Rewritten rows on unchanged values

Started by Bertrand Janinabout 13 years ago12 messagesgeneral
Jump to latest
#1Bertrand Janin
b@janin.com

I noticed how rows were re-written to a different location (new ctid) even
without changes to the values. This illustrate what I mean:

CREATE TABLE demo (id serial, value text);

-- generate a few pages of dummy data
INSERT INTO demo (value)
SELECT md5(s.a::text)
FROM generate_series(1, 1000) AS s(a);

-- ctid = (0,1)
SELECT id, xmin, ctid, value
FROM demo
WHERE id = 1;

UPDATE demo
SET value = value
WHERE id = 1;

-- ctid = (8,41)
SELECT id, xmin, ctid, value
FROM demo
WHERE id = 1;

I'm curious as to what would prevent keeping the row where it is and maybe
change xmin in place?

Thanks,
-b

--
Sent via pgsql-general mailing list (pgsql-general@postgresql.org)
To make changes to your subscription:
http://www.postgresql.org/mailpref/pgsql-general

#2Adrian Klaver
adrian.klaver@aklaver.com
In reply to: Bertrand Janin (#1)
Re: Rewritten rows on unchanged values

On 03/22/2013 05:32 AM, Bertrand Janin wrote:

I noticed how rows were re-written to a different location (new ctid) even
without changes to the values. This illustrate what I mean:

CREATE TABLE demo (id serial, value text);

-- generate a few pages of dummy data
INSERT INTO demo (value)
SELECT md5(s.a::text)
FROM generate_series(1, 1000) AS s(a);

-- ctid = (0,1)
SELECT id, xmin, ctid, value
FROM demo
WHERE id = 1;

UPDATE demo
SET value = value
WHERE id = 1;

-- ctid = (8,41)
SELECT id, xmin, ctid, value
FROM demo
WHERE id = 1;

I'm curious as to what would prevent keeping the row where it is and maybe
change xmin in place?

Because Postgres uses MVCC:

http://www.postgresql.org/docs/9.2/static/mvcc-intro.html

So an update is a delete and an insert and you are really seeing a new row.

Thanks,
-b

--
Adrian Klaver
adrian.klaver@gmail.com

--
Sent via pgsql-general mailing list (pgsql-general@postgresql.org)
To make changes to your subscription:
http://www.postgresql.org/mailpref/pgsql-general

#3Laurenz Albe
laurenz.albe@cybertec.at
In reply to: Adrian Klaver (#2)
Re: Rewritten rows on unchanged values

Adrian Klaver wrote:

On 03/22/2013 05:32 AM, Bertrand Janin wrote:

I noticed how rows were re-written to a different location (new ctid) even
without changes to the values. This illustrate what I mean:

-- ctid = (0,1)
SELECT id, xmin, ctid, value
FROM demo
WHERE id = 1;

UPDATE demo
SET value = value
WHERE id = 1;

-- ctid = (8,41)
SELECT id, xmin, ctid, value
FROM demo
WHERE id = 1;

I'm curious as to what would prevent keeping the row where it is and maybe
change xmin in place?

Because Postgres uses MVCC:

http://www.postgresql.org/docs/9.2/static/mvcc-intro.html

So an update is a delete and an insert and you are really seeing a new row.

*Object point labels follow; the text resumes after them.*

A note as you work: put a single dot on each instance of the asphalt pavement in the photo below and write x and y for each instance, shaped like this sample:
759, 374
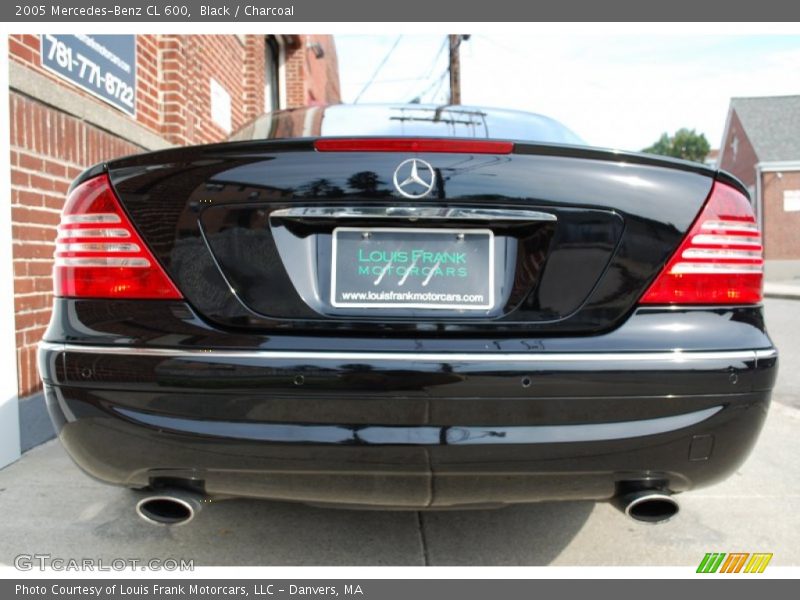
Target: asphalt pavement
49, 506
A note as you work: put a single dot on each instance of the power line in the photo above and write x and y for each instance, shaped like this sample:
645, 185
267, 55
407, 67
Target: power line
427, 88
380, 66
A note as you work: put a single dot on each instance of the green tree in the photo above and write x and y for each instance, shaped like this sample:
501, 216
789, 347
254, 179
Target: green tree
686, 144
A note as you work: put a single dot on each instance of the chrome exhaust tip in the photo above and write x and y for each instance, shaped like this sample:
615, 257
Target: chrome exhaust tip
648, 506
169, 507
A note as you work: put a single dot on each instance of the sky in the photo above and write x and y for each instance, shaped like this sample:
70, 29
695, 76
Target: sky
617, 91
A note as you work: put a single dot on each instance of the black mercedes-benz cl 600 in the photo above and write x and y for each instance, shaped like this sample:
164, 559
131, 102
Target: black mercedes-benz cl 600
407, 307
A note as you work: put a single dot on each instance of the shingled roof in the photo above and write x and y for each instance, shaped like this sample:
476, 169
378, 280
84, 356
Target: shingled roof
772, 124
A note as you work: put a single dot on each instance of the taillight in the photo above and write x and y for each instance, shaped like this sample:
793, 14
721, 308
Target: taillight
721, 259
99, 254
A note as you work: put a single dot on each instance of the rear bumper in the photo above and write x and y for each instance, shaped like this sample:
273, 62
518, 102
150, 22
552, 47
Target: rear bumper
404, 429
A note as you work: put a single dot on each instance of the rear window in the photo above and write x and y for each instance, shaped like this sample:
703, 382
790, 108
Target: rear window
411, 120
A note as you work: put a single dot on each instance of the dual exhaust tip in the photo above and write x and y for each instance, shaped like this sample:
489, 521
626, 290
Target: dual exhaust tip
647, 505
173, 507
170, 507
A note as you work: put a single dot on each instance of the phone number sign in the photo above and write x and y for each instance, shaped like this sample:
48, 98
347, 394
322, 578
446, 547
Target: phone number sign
103, 65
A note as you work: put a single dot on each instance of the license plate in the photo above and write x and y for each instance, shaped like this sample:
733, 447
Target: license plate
412, 268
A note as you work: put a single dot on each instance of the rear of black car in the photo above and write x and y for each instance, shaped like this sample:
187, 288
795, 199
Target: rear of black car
407, 322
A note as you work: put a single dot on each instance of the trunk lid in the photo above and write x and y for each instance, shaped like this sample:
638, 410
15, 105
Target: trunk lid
273, 234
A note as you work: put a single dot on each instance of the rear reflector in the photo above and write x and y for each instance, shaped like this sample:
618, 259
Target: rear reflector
721, 259
413, 145
99, 254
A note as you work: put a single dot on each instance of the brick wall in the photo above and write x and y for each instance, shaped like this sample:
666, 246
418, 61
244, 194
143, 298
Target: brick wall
310, 80
781, 228
50, 147
48, 150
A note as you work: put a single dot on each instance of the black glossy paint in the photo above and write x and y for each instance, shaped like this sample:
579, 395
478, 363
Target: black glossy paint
412, 434
385, 430
205, 213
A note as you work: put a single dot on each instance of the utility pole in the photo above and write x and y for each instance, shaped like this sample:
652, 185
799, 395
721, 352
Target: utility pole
455, 68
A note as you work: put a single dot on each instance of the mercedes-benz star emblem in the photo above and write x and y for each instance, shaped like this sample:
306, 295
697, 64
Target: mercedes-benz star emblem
414, 178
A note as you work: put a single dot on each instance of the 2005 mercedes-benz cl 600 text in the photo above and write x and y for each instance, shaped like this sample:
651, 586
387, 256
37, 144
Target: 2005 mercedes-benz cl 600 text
407, 307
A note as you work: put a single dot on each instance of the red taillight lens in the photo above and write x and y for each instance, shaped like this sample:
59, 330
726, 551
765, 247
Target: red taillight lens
412, 145
721, 259
98, 252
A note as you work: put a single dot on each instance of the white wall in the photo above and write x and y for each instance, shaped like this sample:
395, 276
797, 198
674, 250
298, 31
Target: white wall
9, 410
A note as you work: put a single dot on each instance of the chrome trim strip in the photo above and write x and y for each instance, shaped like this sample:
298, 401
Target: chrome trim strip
412, 212
676, 356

You could use a BEFORE UPDATE trigger that returns
NULL if all fields are unchanged, but I'm not sure if
that is what the OP is looking for.

Yours,
Laurenz Albe

--
Sent via pgsql-general mailing list (pgsql-general@postgresql.org)
To make changes to your subscription:
http://www.postgresql.org/mailpref/pgsql-general

#4Ryan Kelly
rpkelly22@gmail.com
In reply to: Adrian Klaver (#2)
Re: Rewritten rows on unchanged values

On Fri, Mar 03/22/13, 2013 at 06:16:11AM -0700, Adrian Klaver wrote:

On 03/22/2013 05:32 AM, Bertrand Janin wrote:

I noticed how rows were re-written to a different location (new ctid) even
without changes to the values. This illustrate what I mean:

CREATE TABLE demo (id serial, value text);

-- generate a few pages of dummy data
INSERT INTO demo (value)
SELECT md5(s.a::text)
FROM generate_series(1, 1000) AS s(a);

-- ctid = (0,1)
SELECT id, xmin, ctid, value
FROM demo
WHERE id = 1;

UPDATE demo
SET value = value
WHERE id = 1;

-- ctid = (8,41)
SELECT id, xmin, ctid, value
FROM demo
WHERE id = 1;

I'm curious as to what would prevent keeping the row where it is and maybe
change xmin in place?

Because Postgres uses MVCC:

http://www.postgresql.org/docs/9.2/static/mvcc-intro.html

So an update is a delete and an insert and you are really seeing a new row.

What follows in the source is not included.